Tigers4Ever Anti-Poaching Patrollers on Bicycles provided by us to make getting around the forest safer and quicker

97% of the global wild tiger population has been lost in 100 years. Fewer than 5574 remain so it’s vital we protect them and their precious habitat. Seventy percent (3167) of all wild tigers are in India. Poachers have jeopardised future wild tiger survival for decades with snares and traps camouflaged along tiger trails. Our Anti-Poaching Patrols aim to eradicate snares around Bandhavgarh so tigers can walk safely, and to educate local communities to foster positive attitudes towards tigers and other wildlife.

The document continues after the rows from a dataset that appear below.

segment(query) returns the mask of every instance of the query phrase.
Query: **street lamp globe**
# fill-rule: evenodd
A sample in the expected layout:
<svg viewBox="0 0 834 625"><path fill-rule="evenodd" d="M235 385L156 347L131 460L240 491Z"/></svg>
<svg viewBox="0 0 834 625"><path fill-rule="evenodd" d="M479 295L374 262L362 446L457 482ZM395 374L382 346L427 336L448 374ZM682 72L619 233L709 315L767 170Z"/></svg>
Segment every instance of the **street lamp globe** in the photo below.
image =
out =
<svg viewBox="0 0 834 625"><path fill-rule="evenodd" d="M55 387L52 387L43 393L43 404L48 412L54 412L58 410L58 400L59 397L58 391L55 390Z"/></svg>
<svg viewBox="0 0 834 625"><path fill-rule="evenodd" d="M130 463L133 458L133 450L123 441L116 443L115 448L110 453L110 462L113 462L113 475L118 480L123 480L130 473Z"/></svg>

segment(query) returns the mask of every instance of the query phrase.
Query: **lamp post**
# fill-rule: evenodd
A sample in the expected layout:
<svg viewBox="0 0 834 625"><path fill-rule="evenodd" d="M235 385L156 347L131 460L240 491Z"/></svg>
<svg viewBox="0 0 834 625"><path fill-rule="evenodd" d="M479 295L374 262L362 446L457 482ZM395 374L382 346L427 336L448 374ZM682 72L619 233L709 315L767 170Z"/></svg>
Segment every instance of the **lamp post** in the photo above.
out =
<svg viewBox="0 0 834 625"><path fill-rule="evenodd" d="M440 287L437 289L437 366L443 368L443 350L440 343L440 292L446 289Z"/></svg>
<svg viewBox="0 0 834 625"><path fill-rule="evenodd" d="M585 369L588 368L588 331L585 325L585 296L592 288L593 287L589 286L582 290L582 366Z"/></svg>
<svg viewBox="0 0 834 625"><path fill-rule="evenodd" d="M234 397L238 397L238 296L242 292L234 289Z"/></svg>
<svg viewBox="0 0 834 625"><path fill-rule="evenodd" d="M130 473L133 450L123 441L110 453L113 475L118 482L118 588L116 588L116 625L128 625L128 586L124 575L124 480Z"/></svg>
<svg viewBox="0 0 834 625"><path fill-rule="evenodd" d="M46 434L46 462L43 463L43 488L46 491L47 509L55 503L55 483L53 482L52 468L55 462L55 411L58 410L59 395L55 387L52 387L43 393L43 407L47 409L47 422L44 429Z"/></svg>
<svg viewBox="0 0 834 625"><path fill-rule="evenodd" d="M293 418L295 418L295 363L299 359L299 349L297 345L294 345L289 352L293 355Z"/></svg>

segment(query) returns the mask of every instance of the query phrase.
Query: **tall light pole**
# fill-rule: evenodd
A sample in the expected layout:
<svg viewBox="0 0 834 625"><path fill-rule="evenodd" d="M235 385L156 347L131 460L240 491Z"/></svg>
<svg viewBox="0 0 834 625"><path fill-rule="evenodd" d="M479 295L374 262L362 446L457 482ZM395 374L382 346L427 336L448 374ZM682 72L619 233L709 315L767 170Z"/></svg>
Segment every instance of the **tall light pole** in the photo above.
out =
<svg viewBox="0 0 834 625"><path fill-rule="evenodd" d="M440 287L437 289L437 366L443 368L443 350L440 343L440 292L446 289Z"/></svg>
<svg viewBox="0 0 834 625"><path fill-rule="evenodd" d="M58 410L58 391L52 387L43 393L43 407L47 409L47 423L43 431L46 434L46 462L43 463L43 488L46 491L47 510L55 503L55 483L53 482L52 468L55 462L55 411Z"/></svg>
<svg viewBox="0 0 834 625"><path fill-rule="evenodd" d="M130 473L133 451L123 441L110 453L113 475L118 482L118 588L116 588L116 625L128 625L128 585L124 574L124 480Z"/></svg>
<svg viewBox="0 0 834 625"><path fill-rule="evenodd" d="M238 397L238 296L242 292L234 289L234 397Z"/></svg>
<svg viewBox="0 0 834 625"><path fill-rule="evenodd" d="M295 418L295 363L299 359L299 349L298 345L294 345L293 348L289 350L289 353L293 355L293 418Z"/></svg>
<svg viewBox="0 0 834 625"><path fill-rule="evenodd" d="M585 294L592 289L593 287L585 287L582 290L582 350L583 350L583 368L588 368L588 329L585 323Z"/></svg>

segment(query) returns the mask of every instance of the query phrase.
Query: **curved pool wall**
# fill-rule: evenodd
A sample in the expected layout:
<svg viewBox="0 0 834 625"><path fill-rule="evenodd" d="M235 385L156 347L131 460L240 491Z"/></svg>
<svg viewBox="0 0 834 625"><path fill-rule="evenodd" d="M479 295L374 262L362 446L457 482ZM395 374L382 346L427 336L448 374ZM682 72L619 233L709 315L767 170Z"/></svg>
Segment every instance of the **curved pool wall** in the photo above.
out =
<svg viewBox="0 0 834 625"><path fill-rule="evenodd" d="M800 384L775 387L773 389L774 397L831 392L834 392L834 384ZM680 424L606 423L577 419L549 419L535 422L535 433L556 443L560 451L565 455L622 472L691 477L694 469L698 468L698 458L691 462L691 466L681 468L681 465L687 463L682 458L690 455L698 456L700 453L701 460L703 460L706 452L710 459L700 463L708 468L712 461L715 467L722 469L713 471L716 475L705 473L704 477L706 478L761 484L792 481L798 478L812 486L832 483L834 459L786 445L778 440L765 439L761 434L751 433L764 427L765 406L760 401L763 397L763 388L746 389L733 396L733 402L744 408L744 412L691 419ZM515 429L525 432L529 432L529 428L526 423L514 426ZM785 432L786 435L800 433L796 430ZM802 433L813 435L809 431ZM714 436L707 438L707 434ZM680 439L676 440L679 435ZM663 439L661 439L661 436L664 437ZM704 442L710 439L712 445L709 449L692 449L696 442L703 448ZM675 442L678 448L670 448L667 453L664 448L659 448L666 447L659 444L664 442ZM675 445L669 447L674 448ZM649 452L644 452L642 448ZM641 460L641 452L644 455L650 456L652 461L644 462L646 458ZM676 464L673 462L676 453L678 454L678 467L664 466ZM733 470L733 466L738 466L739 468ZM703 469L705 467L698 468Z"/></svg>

The world’s wild tigers and their forest habitats are under threat. Protected Tiger Reserves are surrounded by buffer zones, intended to define the boundaries of the burgeoning human population. Frequent wild animal movement leads to human-animal conflict in the buffers, where poachers focus laying their wire snares along tiger trails. In the last fifty years, Bandhavgarh lost many tigers in poachers’ snares and to retaliatory poisoning. In 2023 the number of wild tigers which have died in India has reached a 15 year high. If poaching isn’t halted it will devastate all wild tiger populations and threaten their long-term survival.


Our anti-poaching patrols protect wild tigers in the buffer forests around Bandhavgarh, in areas where historically poaching and poisoning were rife, removing snares so tigers can walk the forests safely. Our patrols help to eliminate other illicit activities in buffer forests including logging/resource harvesting. Eliminating illicit activities reduces the impact on precious tiger habitat. Our work with local communities helps change attitudes towards poaching and further support the long-term survival of wild tigers

Long-Term Impact

Bandhavgarh has one of the highest densities of wild tigers in India, a country where forests and wildlife are disappearing at an alarming rate. Our patrols have achieved a 98% reduction in tiger deaths from poaching and poisoning in just 8.5 years. Maintaining a positive impact by continuing patrolling is key to the long-term survival of wild tigers; whilst educating and employing local people helps to relieve poverty.